Enfim, vendo a vida passar de forma clara e arrastada.
Nestes momentos, gosto de repassar mentalmente alguma idéia acadêmica que surgiu em minha [sábia] mente [insana]. Atualmente tenho pensado em teorias cognitivas e de linguagem.
É… Pensa em tais coisas definitivamente direcionam totalmente meu pensamento e me afastam da idéia original da postagem.
Pensei na vida como milagre. Será mesmo? Ao longo da história humana, os movimentos humanos eram esparsos e parecia haver determinado sentido em uma reprodução em massa devido à dificuldade de pequenas concentrações humanas tinham de conseguir prover seu próprio sustento.
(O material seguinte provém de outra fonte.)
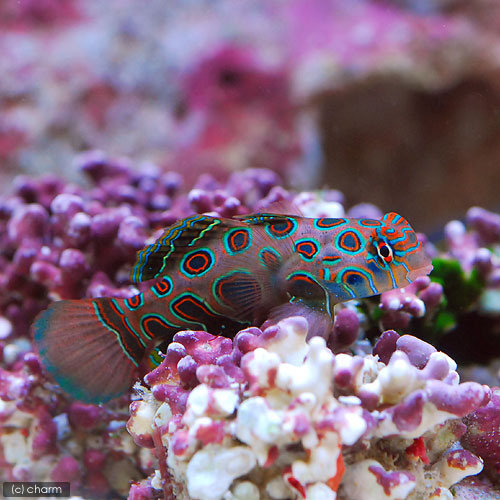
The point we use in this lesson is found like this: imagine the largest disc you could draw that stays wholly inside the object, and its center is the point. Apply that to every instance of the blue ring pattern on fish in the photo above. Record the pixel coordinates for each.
(222, 275)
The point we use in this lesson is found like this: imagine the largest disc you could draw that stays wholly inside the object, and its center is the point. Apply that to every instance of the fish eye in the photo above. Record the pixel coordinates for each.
(385, 252)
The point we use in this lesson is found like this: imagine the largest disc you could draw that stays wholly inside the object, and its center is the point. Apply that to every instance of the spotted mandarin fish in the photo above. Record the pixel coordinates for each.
(221, 275)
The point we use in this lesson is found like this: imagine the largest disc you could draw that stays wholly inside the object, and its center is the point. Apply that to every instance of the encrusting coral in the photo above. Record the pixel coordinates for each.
(365, 413)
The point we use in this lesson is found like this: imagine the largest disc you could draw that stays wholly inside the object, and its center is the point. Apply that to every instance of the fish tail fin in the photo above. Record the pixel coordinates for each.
(89, 347)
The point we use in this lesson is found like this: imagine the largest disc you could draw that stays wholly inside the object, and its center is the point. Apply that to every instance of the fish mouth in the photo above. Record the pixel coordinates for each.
(421, 271)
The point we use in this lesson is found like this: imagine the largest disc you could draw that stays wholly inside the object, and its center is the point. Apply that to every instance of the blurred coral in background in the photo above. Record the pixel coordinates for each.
(119, 118)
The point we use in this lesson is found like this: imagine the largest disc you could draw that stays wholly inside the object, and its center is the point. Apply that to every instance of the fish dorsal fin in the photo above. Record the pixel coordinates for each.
(279, 229)
(284, 207)
(153, 260)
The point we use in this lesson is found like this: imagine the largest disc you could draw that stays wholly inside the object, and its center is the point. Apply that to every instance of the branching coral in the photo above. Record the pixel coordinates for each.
(269, 413)
(273, 417)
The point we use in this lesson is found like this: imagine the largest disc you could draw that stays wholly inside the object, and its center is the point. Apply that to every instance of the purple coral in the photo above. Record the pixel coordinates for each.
(483, 433)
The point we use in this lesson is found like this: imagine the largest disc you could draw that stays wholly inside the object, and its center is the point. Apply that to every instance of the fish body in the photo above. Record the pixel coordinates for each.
(222, 275)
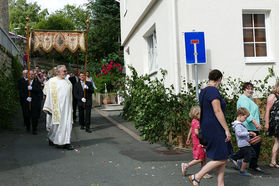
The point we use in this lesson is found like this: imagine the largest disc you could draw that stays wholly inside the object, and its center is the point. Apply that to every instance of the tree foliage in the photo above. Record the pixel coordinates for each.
(56, 22)
(19, 10)
(104, 29)
(77, 15)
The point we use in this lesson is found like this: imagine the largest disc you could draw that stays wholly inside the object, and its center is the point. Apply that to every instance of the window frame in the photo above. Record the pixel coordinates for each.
(264, 59)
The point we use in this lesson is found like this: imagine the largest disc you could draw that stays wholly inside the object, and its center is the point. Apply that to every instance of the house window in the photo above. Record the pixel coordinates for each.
(152, 52)
(254, 35)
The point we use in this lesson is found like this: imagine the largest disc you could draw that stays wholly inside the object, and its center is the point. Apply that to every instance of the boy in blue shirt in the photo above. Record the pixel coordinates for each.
(246, 151)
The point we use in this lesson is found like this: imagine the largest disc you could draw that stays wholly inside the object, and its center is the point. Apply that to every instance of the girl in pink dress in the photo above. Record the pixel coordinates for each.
(199, 155)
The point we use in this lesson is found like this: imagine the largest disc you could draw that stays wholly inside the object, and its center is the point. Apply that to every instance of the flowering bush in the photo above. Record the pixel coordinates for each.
(111, 75)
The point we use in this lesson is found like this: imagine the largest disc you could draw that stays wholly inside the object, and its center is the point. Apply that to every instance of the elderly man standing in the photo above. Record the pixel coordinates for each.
(31, 104)
(58, 105)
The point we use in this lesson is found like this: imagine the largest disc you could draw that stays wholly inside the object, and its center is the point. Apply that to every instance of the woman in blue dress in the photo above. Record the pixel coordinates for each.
(215, 129)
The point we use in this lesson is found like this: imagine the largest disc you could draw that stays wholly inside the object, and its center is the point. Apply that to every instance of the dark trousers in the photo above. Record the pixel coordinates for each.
(247, 153)
(257, 147)
(74, 108)
(28, 118)
(84, 121)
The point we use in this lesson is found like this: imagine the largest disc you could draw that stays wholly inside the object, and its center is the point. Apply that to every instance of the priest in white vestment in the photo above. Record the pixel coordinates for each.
(58, 106)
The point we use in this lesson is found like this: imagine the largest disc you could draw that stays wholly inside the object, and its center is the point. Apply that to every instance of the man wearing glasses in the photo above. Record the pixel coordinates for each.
(58, 106)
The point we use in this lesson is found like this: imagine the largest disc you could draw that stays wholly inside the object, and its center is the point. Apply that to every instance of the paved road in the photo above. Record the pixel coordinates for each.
(108, 156)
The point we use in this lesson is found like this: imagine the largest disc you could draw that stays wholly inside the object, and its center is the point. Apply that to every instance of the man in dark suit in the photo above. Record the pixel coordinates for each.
(74, 79)
(84, 103)
(31, 113)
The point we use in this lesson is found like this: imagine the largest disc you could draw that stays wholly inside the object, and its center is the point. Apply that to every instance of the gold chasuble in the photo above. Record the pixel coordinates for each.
(58, 106)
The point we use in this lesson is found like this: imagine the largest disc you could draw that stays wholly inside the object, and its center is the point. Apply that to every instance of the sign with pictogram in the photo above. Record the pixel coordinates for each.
(195, 47)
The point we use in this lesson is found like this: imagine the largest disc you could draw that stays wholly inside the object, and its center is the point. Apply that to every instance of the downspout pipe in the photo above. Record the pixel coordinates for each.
(175, 47)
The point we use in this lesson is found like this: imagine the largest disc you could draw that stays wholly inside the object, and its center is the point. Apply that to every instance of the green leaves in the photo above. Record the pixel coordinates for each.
(9, 92)
(159, 113)
(156, 110)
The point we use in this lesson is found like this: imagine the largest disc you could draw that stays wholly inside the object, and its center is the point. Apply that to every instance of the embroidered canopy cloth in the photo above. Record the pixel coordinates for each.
(58, 40)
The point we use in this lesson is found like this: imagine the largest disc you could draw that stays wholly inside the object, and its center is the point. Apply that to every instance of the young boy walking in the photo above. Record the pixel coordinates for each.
(245, 151)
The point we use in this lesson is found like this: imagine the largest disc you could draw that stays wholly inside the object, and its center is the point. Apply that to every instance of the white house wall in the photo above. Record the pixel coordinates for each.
(221, 20)
(137, 57)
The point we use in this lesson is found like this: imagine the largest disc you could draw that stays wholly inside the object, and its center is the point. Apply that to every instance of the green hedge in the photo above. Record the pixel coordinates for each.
(157, 111)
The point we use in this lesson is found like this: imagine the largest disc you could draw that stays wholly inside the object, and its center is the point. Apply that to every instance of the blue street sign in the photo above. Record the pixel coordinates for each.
(195, 47)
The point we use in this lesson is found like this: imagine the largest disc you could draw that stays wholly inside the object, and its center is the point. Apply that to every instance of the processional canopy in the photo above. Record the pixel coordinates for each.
(44, 41)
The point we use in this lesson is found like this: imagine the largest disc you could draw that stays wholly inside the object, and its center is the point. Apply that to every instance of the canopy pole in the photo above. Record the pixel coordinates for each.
(86, 46)
(28, 60)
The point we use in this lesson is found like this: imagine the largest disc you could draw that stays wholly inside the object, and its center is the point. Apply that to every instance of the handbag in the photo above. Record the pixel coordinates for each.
(255, 140)
(202, 138)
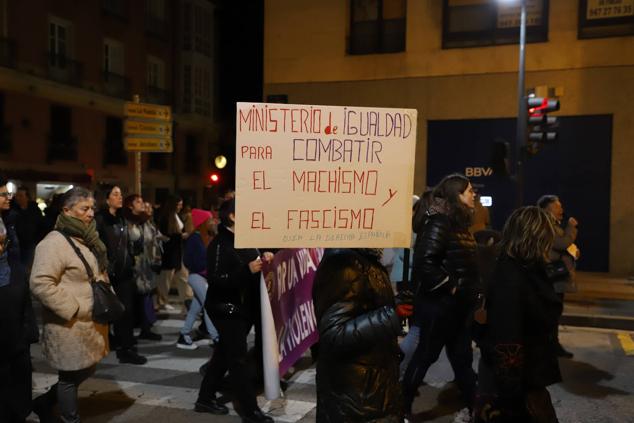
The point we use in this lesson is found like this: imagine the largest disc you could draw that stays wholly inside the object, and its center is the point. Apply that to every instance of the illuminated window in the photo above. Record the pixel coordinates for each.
(477, 23)
(377, 26)
(601, 18)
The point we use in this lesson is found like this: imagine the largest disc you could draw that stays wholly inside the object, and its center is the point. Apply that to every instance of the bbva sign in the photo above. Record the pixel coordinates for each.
(478, 171)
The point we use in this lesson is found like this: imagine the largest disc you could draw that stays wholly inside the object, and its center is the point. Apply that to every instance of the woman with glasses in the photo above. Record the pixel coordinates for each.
(15, 323)
(519, 343)
(72, 342)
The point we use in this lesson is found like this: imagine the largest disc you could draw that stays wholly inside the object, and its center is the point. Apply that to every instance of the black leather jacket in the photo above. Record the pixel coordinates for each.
(113, 231)
(520, 338)
(444, 251)
(233, 289)
(357, 368)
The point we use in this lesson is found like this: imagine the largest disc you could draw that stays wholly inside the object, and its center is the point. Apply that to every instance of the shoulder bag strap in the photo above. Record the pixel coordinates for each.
(91, 275)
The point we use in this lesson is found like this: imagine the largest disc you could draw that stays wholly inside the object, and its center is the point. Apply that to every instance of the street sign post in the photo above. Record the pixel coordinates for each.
(147, 129)
(148, 144)
(147, 111)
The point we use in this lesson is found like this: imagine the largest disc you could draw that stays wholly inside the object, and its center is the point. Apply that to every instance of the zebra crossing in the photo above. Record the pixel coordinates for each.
(168, 383)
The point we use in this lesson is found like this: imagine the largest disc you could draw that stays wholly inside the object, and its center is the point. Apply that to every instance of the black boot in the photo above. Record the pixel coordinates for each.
(211, 405)
(130, 356)
(44, 404)
(562, 352)
(256, 416)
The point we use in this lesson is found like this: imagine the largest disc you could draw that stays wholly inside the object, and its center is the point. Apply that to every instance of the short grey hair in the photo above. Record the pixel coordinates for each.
(74, 196)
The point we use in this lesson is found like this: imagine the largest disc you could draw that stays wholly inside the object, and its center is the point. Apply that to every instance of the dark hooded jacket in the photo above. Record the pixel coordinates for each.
(445, 257)
(113, 231)
(357, 368)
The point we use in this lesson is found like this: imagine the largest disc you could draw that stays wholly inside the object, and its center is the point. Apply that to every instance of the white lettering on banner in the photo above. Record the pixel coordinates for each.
(607, 9)
(300, 326)
(291, 272)
(478, 171)
(509, 14)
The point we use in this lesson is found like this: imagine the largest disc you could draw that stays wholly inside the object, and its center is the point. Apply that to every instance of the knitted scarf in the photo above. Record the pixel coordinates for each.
(74, 227)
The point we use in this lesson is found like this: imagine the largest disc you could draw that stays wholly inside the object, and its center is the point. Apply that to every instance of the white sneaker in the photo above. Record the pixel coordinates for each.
(462, 416)
(185, 342)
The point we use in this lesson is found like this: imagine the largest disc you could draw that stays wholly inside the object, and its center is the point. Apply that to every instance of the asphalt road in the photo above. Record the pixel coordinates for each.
(598, 385)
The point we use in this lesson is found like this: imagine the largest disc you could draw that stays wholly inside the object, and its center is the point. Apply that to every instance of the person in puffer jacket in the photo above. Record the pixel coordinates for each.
(445, 271)
(357, 366)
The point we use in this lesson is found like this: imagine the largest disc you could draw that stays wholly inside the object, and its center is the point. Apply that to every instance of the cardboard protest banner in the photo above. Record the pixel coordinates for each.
(324, 176)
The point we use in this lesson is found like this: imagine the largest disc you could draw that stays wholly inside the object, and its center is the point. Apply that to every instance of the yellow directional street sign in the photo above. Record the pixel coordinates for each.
(149, 145)
(147, 111)
(162, 129)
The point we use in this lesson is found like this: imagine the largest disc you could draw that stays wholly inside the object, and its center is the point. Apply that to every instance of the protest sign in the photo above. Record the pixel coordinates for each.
(324, 176)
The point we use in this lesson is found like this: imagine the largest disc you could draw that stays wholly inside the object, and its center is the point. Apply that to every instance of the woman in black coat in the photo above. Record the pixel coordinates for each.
(446, 276)
(113, 231)
(519, 343)
(357, 366)
(17, 324)
(232, 274)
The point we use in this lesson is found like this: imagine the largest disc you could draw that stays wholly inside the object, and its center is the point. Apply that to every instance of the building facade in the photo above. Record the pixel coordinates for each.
(456, 62)
(68, 67)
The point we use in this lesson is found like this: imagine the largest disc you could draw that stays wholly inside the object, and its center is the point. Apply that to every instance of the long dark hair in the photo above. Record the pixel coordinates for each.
(449, 190)
(528, 235)
(167, 215)
(420, 210)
Mas e aquele individuo que pode ser avistado no meio do nada com uma sacola jogada nas costas andando para Deus sabe onde? Seria este o milagre da vida?
Não obstante as diversas filosofias urbanas e de crescimento desenfreado, parece meio precipitado colocar um propósito em alguém que não utiliza todo seu potencial humano.
Estou sendo radical? Não. Não estou generalizando nada. É apenas um exemplo simplório. Outros podem ser utilizados com toda a riqueza de exemplificação sem que o sentido seja perdido. Podem-se citar as inúmeras tentativas de re-socialização de indivíduos que não desejam se socializar, bem como as diversas camadas sociais que utilizam de seu intelecto apenas para se sentar em frente a um monitor de LCD de 42 polegadas e assistir aos inúmeros canais disponíveis em assinaturas cada vez mais acessíveis…
É como se ao longo da historia humana, o próprio propósito humano houvesse se perdido em meio a um desordenado senso comum de démodé.
Quando se observa tudo de um prisma trincado, dá para entender a obra de Baudrillard com grande clareza. É nos extremos que toda natureza se manifesta de forma clara.
Em meio a teorias cognitivas e de linguagem, há de sempre se esperar que o propósito maior de toda a existência humana realmente resida em algum lugar totalmente diferente do conhecido pela ciência ortodoxa, pois só assim é que determinadas existências poderão ser justificadas.